Jakarta (ANTARA) - Direktorat Polisi Perairan dan Udara (Ditpolairud) Polda Metro Jaya menertibkan akses Pelabuhan Muara Angke, Jakarta Utara, agar tidak berpotensi menghambat arus jalur pelabuhan tersebut.
"Penertiban dilakukan agar kapal tidak bersandar di jalur alur pelabuhan," kata Kepala Subdirektorat (Kasubdit) Patroli Polairud Polda Metro Jaya, AKBP M Helmi Wibowo dalam keterangannya di Jakarta, Sabtu.
Helmi menyebutkan, pengecekan langsung telah dilakukan untuk merespon informasi yang beredar terkait dugaan tertutupnya alur keluar-masuk kapal di Pelabuhan Muara Angke.
Direktur polairud Polda Metro Jaya Kombes Polisi Mustofa menegaskan langkah tersebut dilakukan demi kepentingan bersama.
Penertiban ini dilakukan untuk menjaga keselamatan bersama. "Alur pelayaran Muara Angke merupakan jalur penting bagi nelayan sehingga harus tetap terbuka dan aman,” ujarnya.
Ia juga memastikan kondisi alur pelayaran Pelabuhan Muara Angke saat ini aman dan terkendali.

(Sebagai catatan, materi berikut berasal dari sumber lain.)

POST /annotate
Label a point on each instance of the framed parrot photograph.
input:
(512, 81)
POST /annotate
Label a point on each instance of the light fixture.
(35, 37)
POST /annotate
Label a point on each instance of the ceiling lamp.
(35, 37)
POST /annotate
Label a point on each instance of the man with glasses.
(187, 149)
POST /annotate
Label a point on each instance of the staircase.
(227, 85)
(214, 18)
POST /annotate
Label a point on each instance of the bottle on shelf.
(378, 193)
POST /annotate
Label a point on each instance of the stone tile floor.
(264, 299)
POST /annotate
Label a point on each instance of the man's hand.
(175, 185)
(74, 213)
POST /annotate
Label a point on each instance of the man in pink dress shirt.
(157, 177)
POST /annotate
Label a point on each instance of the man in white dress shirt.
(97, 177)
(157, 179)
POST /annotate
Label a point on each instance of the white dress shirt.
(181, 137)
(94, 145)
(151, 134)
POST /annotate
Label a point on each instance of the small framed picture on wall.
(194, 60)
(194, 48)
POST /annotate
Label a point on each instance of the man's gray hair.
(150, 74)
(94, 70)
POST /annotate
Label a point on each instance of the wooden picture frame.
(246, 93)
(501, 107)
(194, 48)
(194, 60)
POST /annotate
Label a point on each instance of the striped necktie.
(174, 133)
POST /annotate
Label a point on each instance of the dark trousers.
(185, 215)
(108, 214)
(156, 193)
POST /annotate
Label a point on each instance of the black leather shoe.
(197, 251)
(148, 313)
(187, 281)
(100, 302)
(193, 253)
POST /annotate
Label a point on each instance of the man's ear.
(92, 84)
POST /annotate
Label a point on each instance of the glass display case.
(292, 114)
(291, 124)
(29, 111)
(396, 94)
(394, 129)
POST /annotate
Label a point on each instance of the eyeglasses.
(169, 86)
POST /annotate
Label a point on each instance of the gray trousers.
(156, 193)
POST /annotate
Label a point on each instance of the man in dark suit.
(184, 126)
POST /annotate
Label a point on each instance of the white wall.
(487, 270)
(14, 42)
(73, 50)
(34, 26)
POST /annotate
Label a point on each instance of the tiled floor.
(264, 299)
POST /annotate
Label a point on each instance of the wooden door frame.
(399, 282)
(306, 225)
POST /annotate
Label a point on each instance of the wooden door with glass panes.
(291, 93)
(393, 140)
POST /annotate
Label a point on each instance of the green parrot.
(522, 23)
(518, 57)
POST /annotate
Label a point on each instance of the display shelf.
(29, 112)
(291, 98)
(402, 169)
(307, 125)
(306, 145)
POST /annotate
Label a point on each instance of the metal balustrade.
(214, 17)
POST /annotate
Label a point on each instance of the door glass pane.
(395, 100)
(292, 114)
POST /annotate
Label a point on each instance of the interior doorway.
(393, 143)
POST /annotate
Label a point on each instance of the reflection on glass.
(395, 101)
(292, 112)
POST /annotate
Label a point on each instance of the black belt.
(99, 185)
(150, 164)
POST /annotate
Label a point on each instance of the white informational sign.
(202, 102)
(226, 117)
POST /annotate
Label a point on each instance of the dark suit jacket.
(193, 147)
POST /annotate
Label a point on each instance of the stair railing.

Pihaknya mengimbau seluruh pengguna jasa pelabuhan mematuhi aturan sandar kapal demi kelancaran dan keselamatan pelayaran.
Sebelumnya, Polres Pelabuhan Tanjung Priok melakukan penertiban terhadap tempat parkir kapal yang "overload" (penuh) di Pelabuhan Muara Angke, Penjaringan, Jakarta Utara.
“Upaya penertiban dilakukan setiap hari agar mobilitas kapal tetap berjalan dan situasi kamtibmas tetap kondusif,” ungkap Kapolres Pelabuhan Tanjung Priok, AKBP Aris Wibowo di Jakarta, Kamis (29/1).
Aris menyebutkan, pihaknya telah berkoordinasi dengan Unit Pengelola Pelabuhan Perikanan (UPPP) Dinas Ketahanan Pangan, Kelautan dan Pertanian (DKPKP) DKI Jakarta terkait masalah padatnya parkiran kapal tersebut.
Berdasarkan hasil koordinasi, saat ini kolam Pelabuhan Muara Angke memiliki luas sekitar 1.200 meter persegi (m2) dengan kapasitas ideal sekitar 1.000 unit kapal. "Namun, fakta di lapangan jumlah kapal yang bersandar telah mencapai 2.564 unit," ujar Aris.
Ketimpangan itu membuat kondisi dermaga "overload" dan menghambat olah gerak kapal.
Permasalahan utama yang sangat dirasakan para pengusaha kapal ikan adalah kepadatan kapal yang jauh melebihi kapasitas kolam pelabuhan.